Tag Archives: HIV

A baby defeats HIV

Just yesterday, scientists announced that a baby who was born infected with HIV was cured of the disease. The doctors diagnosed the mother to be HIV-positive at the time of labor; the baby was at a high-risk of exposure to HIV, and later confirmed to be infected. After 30 hours of birth, the doctors treated the baby with highly active antiretroviral therapy or HAART, a combination of 3 antiretroviral drugs in order to prevent HIV from making home in the baby’s immune cells. The baby was given treatment for 18 months, and half a year later from quitting treatment, its blood showed no sign of infection.

This is the second case of curing the infected of HIV. The first person to defeat HIV is Timothy Brown who received bone marrow transplant from a donor with HIV-resistant genetic mutation, which is found in 1% of European population.

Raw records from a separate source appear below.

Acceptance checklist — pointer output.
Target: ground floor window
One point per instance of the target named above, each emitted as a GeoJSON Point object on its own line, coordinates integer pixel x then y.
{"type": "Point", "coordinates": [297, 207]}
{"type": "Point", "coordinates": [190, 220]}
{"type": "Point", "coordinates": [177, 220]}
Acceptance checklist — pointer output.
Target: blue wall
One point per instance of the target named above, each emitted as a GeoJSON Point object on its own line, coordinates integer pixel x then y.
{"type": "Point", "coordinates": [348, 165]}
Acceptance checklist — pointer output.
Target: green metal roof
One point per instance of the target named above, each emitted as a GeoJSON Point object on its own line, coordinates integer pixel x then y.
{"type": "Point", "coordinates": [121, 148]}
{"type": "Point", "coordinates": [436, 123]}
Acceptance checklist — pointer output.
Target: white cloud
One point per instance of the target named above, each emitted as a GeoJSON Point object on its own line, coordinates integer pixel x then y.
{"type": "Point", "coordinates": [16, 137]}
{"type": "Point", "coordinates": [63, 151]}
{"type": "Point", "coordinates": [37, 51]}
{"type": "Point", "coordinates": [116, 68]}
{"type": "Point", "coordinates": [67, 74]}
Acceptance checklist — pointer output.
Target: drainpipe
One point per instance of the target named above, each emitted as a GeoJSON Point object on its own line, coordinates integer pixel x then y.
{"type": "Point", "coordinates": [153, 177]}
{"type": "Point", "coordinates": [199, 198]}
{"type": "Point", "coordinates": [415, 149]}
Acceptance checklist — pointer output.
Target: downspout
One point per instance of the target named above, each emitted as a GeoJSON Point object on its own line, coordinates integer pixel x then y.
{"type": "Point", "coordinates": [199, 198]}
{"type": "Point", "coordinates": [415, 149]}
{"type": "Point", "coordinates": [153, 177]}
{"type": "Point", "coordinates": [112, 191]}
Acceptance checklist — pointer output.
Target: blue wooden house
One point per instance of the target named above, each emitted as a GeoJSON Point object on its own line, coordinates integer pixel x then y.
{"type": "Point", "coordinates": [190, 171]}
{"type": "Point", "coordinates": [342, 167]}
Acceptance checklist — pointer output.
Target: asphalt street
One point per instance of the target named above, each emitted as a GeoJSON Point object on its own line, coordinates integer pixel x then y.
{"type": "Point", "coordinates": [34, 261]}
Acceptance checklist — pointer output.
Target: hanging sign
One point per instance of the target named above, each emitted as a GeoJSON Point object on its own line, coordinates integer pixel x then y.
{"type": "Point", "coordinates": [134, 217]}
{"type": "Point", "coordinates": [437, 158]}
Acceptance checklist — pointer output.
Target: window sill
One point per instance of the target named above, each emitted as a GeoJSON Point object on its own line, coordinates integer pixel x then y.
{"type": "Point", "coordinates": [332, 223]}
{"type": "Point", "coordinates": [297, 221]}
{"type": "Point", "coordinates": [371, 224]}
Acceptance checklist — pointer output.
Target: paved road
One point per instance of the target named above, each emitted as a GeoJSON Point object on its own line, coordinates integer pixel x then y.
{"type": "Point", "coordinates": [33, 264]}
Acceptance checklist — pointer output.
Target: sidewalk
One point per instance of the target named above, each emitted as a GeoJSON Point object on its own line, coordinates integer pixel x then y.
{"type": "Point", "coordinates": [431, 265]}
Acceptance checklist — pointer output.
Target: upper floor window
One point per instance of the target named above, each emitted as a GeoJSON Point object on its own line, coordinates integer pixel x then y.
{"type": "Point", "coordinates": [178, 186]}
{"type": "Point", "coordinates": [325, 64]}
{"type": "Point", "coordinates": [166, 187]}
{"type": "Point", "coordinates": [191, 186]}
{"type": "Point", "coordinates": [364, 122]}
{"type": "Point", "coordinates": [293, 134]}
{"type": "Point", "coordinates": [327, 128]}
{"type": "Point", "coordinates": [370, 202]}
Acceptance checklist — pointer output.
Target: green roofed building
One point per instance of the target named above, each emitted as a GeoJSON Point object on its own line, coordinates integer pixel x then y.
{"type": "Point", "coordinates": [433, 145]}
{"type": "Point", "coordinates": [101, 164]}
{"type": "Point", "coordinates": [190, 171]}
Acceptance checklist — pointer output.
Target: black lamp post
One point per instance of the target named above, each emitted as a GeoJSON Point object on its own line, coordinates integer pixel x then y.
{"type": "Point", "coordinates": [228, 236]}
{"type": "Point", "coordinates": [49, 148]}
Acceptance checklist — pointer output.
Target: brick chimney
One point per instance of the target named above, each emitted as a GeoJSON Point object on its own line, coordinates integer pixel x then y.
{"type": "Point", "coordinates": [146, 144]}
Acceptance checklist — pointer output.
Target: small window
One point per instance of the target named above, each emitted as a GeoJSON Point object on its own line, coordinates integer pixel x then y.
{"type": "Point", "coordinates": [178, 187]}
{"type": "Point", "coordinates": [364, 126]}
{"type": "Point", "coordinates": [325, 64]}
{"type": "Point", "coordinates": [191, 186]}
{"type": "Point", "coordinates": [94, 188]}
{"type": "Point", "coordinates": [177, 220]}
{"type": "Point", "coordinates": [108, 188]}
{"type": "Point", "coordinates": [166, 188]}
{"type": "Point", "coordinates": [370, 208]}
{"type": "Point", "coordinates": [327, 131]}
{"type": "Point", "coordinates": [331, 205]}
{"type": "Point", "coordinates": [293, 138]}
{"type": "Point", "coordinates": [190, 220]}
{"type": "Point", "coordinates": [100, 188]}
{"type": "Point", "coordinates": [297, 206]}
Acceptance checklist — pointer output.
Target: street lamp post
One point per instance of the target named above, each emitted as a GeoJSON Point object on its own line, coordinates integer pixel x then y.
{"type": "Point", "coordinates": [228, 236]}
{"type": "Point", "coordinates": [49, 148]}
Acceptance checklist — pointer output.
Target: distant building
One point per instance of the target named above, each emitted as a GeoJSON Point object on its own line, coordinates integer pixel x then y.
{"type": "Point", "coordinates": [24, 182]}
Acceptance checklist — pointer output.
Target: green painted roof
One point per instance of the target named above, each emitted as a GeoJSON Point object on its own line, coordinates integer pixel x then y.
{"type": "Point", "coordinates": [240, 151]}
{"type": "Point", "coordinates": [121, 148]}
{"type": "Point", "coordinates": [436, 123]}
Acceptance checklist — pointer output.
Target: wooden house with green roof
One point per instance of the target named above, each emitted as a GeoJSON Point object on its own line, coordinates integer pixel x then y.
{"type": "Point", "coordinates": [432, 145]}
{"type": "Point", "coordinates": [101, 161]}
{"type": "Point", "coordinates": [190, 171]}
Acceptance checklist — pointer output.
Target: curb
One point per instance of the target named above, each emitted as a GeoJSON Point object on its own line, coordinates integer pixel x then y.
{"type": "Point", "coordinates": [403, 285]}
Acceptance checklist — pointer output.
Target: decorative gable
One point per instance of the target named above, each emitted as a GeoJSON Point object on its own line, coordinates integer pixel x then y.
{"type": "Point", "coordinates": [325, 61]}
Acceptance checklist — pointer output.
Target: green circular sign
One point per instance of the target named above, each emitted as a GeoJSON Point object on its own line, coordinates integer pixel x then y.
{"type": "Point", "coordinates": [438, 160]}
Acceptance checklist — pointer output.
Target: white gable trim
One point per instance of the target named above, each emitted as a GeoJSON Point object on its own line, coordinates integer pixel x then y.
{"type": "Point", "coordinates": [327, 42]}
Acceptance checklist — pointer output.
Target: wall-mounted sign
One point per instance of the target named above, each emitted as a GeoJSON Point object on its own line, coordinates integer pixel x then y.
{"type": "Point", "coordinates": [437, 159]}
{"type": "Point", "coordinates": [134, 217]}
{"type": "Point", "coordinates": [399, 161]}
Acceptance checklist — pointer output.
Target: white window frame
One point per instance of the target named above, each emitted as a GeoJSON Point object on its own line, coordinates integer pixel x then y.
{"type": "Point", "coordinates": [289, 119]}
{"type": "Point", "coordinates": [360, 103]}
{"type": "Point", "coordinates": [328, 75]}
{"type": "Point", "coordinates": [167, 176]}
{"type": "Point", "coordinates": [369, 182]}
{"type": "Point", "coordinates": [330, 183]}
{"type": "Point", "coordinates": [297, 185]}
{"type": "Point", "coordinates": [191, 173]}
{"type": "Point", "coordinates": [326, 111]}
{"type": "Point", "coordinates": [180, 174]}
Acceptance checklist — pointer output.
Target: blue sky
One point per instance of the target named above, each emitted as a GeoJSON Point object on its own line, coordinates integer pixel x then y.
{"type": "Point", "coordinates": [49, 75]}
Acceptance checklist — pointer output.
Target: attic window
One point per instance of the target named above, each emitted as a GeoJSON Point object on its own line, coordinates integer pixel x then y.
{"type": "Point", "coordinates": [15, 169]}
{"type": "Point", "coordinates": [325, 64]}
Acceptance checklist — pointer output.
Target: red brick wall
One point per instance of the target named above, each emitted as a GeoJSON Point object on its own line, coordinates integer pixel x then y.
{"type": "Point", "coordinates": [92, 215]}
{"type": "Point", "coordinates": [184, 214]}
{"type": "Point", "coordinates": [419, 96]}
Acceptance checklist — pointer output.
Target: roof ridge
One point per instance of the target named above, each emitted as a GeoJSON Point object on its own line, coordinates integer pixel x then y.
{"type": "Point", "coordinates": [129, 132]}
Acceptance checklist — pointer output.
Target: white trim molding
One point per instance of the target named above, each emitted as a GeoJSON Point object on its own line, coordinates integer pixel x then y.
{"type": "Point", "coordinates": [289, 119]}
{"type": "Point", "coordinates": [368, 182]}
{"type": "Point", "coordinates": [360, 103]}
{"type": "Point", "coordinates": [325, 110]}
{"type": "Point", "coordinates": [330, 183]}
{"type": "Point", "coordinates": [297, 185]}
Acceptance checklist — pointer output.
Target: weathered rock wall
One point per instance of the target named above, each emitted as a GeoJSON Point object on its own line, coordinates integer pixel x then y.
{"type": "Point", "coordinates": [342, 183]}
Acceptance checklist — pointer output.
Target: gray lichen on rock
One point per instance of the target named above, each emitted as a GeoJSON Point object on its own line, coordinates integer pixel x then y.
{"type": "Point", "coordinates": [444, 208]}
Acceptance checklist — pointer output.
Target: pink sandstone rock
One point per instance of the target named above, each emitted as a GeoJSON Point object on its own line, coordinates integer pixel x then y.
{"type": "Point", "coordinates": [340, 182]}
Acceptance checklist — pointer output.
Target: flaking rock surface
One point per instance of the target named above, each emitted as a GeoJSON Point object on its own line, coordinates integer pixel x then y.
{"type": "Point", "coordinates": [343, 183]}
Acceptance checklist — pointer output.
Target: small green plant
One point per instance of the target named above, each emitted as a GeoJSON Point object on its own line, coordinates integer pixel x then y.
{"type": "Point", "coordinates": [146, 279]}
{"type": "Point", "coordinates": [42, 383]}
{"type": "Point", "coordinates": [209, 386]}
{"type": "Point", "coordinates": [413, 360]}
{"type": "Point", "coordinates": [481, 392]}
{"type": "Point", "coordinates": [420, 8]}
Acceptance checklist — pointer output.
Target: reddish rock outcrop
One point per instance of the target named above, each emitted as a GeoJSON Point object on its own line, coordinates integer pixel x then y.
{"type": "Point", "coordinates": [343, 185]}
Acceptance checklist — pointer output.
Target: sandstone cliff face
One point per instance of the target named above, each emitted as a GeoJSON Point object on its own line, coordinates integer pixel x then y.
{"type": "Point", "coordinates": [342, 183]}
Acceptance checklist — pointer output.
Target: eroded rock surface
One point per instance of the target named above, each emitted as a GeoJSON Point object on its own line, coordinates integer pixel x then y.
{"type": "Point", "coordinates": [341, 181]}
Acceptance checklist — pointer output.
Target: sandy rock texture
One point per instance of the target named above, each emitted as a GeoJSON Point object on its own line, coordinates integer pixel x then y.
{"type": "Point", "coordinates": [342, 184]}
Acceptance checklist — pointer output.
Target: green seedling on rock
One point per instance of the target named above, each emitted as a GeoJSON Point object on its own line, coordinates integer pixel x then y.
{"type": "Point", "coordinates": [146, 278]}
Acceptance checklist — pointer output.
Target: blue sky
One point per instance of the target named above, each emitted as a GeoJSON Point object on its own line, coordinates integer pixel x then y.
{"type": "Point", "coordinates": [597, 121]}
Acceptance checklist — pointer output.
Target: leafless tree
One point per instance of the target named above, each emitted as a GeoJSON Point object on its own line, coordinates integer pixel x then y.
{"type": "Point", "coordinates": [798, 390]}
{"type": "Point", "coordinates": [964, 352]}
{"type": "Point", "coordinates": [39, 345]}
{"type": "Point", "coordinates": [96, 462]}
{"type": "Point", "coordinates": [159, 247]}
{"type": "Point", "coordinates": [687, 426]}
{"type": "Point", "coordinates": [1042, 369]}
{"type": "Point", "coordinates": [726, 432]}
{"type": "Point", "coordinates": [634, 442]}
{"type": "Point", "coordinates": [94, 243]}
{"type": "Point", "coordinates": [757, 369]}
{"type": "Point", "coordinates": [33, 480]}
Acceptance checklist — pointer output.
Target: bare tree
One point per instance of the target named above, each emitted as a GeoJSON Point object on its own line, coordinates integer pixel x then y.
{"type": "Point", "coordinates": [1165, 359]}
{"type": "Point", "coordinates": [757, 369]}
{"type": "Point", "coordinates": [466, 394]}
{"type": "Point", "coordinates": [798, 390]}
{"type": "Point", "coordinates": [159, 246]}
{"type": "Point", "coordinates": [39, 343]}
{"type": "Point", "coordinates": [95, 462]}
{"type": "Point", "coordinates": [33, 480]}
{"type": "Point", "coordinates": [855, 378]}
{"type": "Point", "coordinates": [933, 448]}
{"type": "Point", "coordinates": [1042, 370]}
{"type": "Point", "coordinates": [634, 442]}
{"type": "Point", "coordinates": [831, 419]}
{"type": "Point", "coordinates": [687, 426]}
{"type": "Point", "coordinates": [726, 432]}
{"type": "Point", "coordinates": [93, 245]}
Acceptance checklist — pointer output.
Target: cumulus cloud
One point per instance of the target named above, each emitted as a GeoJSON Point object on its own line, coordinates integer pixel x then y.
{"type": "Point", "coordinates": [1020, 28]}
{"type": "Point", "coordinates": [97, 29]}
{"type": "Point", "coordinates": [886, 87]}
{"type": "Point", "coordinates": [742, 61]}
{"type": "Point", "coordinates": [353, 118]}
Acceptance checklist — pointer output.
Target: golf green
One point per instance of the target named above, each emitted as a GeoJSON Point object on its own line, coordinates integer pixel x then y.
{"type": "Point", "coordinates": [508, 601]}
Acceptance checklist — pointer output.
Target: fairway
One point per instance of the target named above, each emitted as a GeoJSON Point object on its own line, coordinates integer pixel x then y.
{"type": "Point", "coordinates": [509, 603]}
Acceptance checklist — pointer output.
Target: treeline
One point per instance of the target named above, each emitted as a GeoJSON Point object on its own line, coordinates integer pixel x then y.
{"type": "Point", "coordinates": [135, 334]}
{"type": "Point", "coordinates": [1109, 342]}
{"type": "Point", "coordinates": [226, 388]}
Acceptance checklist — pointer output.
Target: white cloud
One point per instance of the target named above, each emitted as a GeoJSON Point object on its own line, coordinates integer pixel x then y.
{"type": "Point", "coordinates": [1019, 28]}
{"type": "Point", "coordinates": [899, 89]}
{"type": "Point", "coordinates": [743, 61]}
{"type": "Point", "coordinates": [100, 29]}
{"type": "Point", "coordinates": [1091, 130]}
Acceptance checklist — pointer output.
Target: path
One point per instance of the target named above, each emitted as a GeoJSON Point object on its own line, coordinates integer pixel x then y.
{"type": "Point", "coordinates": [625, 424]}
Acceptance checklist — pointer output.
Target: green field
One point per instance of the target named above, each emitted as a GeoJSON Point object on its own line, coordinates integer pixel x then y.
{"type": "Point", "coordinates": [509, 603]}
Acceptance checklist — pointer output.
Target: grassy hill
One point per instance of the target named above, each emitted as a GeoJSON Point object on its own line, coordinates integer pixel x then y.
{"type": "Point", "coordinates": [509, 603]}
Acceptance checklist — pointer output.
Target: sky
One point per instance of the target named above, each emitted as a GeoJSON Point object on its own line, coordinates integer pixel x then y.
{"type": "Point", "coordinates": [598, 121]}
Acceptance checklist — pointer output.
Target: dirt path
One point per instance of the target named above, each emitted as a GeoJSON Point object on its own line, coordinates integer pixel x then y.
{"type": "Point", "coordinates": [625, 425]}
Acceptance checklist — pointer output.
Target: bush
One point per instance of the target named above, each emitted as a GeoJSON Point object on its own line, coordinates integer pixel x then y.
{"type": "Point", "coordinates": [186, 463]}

HIV via flickr user: Microbe World

HIV via flickr user: Microbe World

This “breakthrough” may bring hope to children born with HIV, whose number count to 300,000 worldwide in 2011, and comprise about 1% of HIV patients. However, mother-to-baby HIV transmission is 99% preventable if the mother is treated during her pregnancy. Given that most babies with HIV are born in developing countries where only 50% of pregnant women have access to the medicines, it is crucial to urge wealthy countries to increase their support to organizations such as UNAIDS that work for the elimination of mother-to-baby HIV transmission.

HAART is not a cure for HIV patients at later stage of infection as it can only suppress the virus from replicating rather than killing the viruses themselves. Nevertheless, the news of world’s second case of curing HIV gives hope that the virus may be conquered if actions are taken quickly.